Anyhow, over the course of the past month my
homegirl from work and I have gotten to know each other, mostly over facebook
chats and our shared love of the “caffeine and nicotine” vaccine
(read:coffee/cigarette breaks). It’s been cool since I haven’t had a local,
go-to, gal pal in Boston, well, forever. Throughout my travels, I’ve managed to
make good female friends who have been cool companions in the other three
locales, but never at home. Boston girls. Wow. What can I say.
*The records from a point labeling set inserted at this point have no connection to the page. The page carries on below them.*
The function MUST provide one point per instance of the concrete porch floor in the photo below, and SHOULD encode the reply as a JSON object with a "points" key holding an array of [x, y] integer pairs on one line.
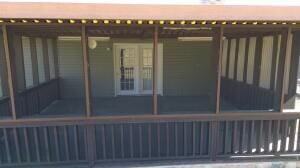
{"points": [[135, 105], [264, 163]]}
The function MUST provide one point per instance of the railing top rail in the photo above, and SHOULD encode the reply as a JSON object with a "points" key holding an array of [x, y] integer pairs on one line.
{"points": [[146, 118]]}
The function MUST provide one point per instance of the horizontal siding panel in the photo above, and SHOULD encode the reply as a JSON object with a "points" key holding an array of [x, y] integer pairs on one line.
{"points": [[71, 69], [187, 67], [102, 70]]}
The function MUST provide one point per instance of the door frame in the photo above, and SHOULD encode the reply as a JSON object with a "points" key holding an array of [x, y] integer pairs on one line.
{"points": [[138, 90]]}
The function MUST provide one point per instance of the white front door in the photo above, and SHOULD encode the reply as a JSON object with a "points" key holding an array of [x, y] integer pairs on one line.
{"points": [[133, 69]]}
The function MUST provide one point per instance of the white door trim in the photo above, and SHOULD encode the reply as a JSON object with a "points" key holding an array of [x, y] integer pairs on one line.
{"points": [[138, 89]]}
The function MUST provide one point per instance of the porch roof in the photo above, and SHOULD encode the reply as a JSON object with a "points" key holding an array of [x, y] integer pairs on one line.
{"points": [[147, 12]]}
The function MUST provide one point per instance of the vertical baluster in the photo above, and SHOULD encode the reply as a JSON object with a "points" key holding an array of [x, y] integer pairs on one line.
{"points": [[16, 140], [7, 148], [45, 130], [185, 139], [75, 132], [113, 142], [66, 139], [194, 138], [36, 142], [103, 141], [122, 141], [269, 136], [227, 138], [284, 135], [176, 139], [201, 138], [140, 141], [131, 140], [298, 136], [168, 138], [158, 140], [292, 135], [26, 142], [243, 138], [149, 140], [259, 137], [235, 137], [57, 152], [276, 136]]}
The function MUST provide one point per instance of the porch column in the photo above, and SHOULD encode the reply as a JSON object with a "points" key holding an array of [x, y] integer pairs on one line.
{"points": [[218, 40], [11, 87], [154, 70], [86, 69], [280, 84]]}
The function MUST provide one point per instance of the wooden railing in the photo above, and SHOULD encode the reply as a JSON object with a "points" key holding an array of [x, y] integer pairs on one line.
{"points": [[29, 141], [246, 96], [33, 100]]}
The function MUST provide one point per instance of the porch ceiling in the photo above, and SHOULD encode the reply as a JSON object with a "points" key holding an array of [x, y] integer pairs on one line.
{"points": [[137, 31], [148, 12], [111, 31]]}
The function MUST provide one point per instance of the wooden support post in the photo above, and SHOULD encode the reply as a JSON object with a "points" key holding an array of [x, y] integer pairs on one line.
{"points": [[11, 86], [90, 140], [46, 59], [34, 60], [219, 48], [154, 70], [86, 69], [279, 98]]}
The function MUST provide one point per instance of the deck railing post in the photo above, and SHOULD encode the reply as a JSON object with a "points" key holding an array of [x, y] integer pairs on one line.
{"points": [[90, 140], [154, 70], [213, 139], [282, 64], [219, 47], [86, 69], [10, 78]]}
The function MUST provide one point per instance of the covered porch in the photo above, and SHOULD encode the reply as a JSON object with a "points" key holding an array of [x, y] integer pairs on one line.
{"points": [[51, 79], [94, 90]]}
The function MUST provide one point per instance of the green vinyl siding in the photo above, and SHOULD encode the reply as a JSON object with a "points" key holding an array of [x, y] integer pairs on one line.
{"points": [[186, 68], [102, 70], [70, 69]]}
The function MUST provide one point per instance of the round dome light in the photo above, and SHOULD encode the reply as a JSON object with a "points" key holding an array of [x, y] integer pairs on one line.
{"points": [[92, 44]]}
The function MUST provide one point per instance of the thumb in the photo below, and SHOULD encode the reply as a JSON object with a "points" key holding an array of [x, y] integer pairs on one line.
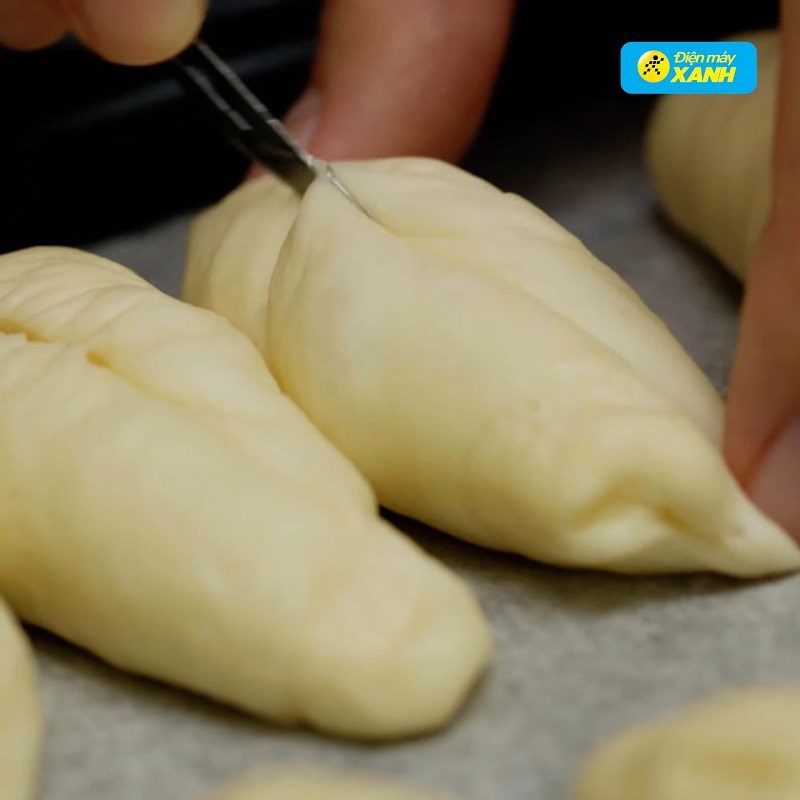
{"points": [[763, 424], [135, 31], [401, 77]]}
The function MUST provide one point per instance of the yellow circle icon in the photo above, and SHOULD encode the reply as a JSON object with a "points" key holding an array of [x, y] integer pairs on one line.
{"points": [[653, 66]]}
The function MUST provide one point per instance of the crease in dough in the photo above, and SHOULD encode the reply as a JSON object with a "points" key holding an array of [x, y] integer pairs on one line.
{"points": [[741, 744], [20, 713], [167, 508], [484, 371], [297, 784], [710, 160]]}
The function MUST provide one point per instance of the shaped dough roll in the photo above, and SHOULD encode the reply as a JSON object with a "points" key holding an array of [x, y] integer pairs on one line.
{"points": [[20, 715], [166, 507], [710, 159], [485, 372], [740, 745], [297, 785]]}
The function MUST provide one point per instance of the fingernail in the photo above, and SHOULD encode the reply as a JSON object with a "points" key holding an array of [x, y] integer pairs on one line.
{"points": [[302, 119], [776, 485]]}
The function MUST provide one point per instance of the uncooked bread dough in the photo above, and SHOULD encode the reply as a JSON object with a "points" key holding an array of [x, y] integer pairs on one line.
{"points": [[487, 374], [20, 715], [298, 785], [740, 745], [711, 160], [166, 507]]}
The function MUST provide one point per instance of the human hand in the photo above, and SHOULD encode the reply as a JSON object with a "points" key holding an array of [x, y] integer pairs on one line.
{"points": [[762, 441], [401, 77], [125, 31]]}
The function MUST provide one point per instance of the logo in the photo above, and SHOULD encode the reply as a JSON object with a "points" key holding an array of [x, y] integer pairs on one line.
{"points": [[688, 67], [653, 66]]}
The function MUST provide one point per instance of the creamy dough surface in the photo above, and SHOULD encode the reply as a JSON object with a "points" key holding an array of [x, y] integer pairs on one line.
{"points": [[166, 507], [20, 714], [740, 745], [485, 372], [297, 785], [710, 160]]}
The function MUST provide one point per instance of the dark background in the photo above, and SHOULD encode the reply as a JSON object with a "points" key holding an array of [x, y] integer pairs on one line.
{"points": [[90, 149]]}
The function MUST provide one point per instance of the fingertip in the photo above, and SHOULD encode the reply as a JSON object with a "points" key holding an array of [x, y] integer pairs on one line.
{"points": [[775, 486], [138, 32]]}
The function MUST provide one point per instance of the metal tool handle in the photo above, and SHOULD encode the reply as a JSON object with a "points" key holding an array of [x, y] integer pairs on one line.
{"points": [[242, 117]]}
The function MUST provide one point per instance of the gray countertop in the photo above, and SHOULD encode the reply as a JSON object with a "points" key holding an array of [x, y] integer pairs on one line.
{"points": [[579, 655]]}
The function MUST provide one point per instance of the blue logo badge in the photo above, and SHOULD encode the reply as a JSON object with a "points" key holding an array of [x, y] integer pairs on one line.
{"points": [[688, 67]]}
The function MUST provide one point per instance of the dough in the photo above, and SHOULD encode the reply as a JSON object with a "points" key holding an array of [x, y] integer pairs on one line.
{"points": [[740, 745], [20, 715], [165, 507], [711, 160], [485, 372], [297, 785]]}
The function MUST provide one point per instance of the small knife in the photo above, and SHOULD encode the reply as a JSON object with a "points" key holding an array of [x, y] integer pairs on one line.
{"points": [[249, 125]]}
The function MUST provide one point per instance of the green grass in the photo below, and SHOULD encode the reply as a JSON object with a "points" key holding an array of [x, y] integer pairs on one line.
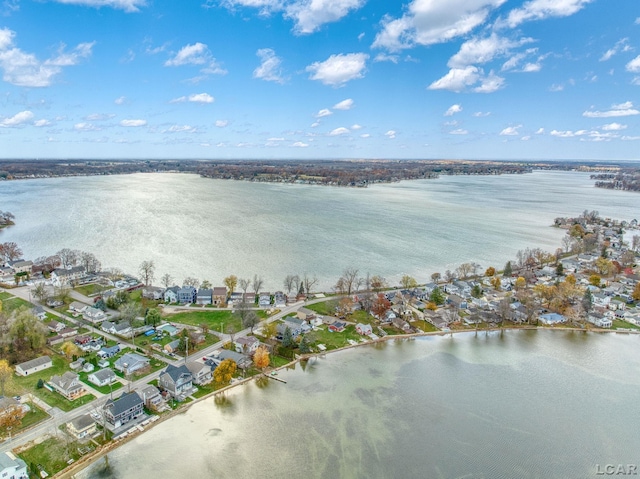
{"points": [[90, 289], [326, 308], [619, 323], [52, 454]]}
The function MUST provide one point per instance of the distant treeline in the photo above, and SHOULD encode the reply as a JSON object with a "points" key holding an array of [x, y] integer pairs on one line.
{"points": [[628, 180], [358, 173]]}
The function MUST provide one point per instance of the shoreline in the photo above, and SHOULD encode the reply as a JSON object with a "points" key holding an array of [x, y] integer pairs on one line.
{"points": [[98, 453]]}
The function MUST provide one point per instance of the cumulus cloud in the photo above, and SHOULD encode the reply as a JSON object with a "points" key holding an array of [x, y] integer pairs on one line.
{"points": [[633, 65], [194, 98], [453, 109], [337, 70], [126, 5], [344, 105], [25, 69], [622, 109], [510, 131], [427, 22], [270, 66], [310, 15], [17, 119], [133, 123], [339, 131], [541, 9], [460, 79]]}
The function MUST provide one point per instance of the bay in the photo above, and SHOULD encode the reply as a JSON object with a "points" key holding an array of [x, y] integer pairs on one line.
{"points": [[511, 404], [209, 229]]}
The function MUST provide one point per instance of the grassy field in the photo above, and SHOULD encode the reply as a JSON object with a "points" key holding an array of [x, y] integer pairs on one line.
{"points": [[52, 455]]}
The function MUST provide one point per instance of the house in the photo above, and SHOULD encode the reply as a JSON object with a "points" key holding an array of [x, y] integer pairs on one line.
{"points": [[171, 294], [551, 318], [204, 296], [364, 329], [177, 381], [151, 397], [153, 293], [93, 315], [219, 295], [39, 312], [129, 363], [172, 347], [109, 352], [126, 408], [246, 345], [33, 366], [12, 467], [82, 426], [187, 295], [77, 307], [102, 377], [201, 373], [264, 300], [68, 385]]}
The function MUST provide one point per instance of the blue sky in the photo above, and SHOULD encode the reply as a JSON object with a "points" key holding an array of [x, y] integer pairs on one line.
{"points": [[234, 79]]}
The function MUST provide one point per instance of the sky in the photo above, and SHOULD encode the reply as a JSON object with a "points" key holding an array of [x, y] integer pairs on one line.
{"points": [[314, 79]]}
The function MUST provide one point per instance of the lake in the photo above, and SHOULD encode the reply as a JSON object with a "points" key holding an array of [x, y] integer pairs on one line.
{"points": [[209, 229], [511, 404]]}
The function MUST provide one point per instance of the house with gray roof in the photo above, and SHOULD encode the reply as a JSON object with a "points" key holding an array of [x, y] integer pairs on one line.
{"points": [[126, 408], [34, 366], [177, 381]]}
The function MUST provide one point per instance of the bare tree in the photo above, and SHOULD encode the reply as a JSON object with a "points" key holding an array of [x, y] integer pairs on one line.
{"points": [[257, 283], [147, 271]]}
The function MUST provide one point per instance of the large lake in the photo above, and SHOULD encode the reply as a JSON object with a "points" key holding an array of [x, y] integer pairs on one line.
{"points": [[209, 229], [516, 404]]}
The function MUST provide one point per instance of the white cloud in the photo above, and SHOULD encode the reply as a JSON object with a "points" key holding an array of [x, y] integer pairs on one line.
{"points": [[310, 15], [24, 69], [344, 105], [196, 54], [510, 131], [452, 110], [483, 50], [133, 123], [176, 129], [126, 5], [17, 119], [622, 109], [428, 21], [620, 46], [194, 98], [614, 127], [337, 70], [270, 66], [339, 131], [541, 9], [84, 126], [633, 65]]}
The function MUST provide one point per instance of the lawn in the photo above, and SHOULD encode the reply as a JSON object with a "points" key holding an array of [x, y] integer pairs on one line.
{"points": [[90, 289], [213, 319], [52, 455]]}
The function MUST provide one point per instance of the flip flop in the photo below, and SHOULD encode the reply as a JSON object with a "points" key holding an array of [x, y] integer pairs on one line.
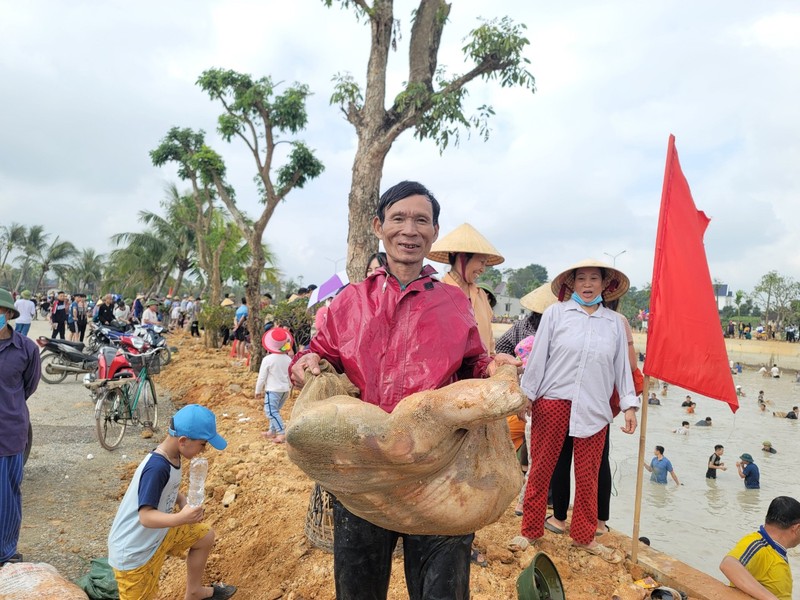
{"points": [[475, 557], [222, 591], [607, 554], [550, 527]]}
Besides being
voted the worst dressed city in America, I haven’t enjoyed their company since
high school. In addition to being style-adverse, they for a number of reasons (the
hideous Boston accent being one of them) aren’t my cup of tea. Though Boston is
feeling more like home than ever before these days, LA was the first city where
I felt at home, so to have gotten cool with one of her daughters, so to speak,
on the east coast has been a welcomed surprise. And she wasn’t playin’ when she
said she was about that hood life. From turnin' it up in skrip clubs, to playin’ bones in the wee hours of the
morning, to getting the boot from different high schools back home, to hearing
stories of holding her man down, I quickly learned she is officially my kinda girl.